Matt Frankel: Well, I mentioned in the last part that the global payments market is estimated about $185 trillion. The global card payments market is estimated at about $45 trillion.

Hall: Yeah.

Frankel: The rest of that, $140 trillion or so, is person-to-person and business-to-business. Areas where Visa really hasn't capitalized on. That's where they're really seeing their next leg of growth coming in from business-to-business and person-to-person.

Jason Hall: Yeah, it really is. Again, we were talking about market cap and talking about just the opportunity for PayPal (PYPL 1.96%) and maybe not seeing as much opportunity from there. I mean, I think that's one of the reasons that even though Visa is a larger company, we see more opportunity for it because it's already so dominant in the merchant side of things. In consumer spending, but that person-to-person and business-to-business is a huge opportunity. I think the business has largely recovered. We're still looking at the cross-borders transactions are down because travel is still down. But just about every other metric that they measure their transactions on has essentially recovered to or even surpassed pre-COVID levels. Right, Matt?

Frankel: Yeah. I actually believe cross-border transactions for card-not-present transactions have rebounded nicely.

Hall: Yes, it has. What's the card present which is the travel stuff.

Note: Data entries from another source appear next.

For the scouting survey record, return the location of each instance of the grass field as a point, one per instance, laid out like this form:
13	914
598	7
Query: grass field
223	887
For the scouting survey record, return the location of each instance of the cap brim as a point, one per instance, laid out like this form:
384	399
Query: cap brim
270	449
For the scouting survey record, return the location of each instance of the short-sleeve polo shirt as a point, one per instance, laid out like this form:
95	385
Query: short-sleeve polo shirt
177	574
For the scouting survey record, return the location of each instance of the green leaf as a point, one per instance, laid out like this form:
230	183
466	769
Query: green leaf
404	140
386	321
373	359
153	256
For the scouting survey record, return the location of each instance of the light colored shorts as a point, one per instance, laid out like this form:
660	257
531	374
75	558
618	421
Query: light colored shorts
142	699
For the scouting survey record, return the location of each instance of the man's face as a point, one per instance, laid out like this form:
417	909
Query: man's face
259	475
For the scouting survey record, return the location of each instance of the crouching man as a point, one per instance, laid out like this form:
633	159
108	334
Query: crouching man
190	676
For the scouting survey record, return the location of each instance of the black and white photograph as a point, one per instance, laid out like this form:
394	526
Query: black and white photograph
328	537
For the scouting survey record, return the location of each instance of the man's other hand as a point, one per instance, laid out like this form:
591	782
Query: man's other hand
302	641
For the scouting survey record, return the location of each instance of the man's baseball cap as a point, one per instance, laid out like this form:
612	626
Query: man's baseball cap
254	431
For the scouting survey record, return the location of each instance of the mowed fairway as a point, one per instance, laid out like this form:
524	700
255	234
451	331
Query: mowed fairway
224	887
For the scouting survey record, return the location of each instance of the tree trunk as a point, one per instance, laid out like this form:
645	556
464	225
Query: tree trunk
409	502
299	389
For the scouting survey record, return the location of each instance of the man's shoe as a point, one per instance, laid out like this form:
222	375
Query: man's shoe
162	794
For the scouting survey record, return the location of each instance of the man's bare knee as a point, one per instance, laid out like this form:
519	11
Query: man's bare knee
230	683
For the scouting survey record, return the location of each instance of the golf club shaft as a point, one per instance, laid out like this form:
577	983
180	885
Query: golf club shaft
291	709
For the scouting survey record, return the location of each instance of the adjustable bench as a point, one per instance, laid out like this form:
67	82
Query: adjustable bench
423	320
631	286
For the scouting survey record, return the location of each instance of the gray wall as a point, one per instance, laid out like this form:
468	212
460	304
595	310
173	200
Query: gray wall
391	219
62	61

Frankel: Right. Because no one's going overseas right now. Even with the rebound, international travel's at very small percentage of pre-COVID levels. I mean, they just announced today that they are loosening restrictions on people coming into the U.S. They just announced that today and we're in month 17 of the pandemic right now. That's going to take some time to come back. But on the other hand, the pandemic really accelerated the shift to online payments, especially in international transactions. You've seen that play out. I think overall spending volumes are up from pre-COVID levels with Visa and Mastercard. I think they're actually seeing more volume in some recent months.

Hall: In most markets, yeah. That's one of the things that they said last when they reported second quarter was that they saw an acceleration. That's incredible.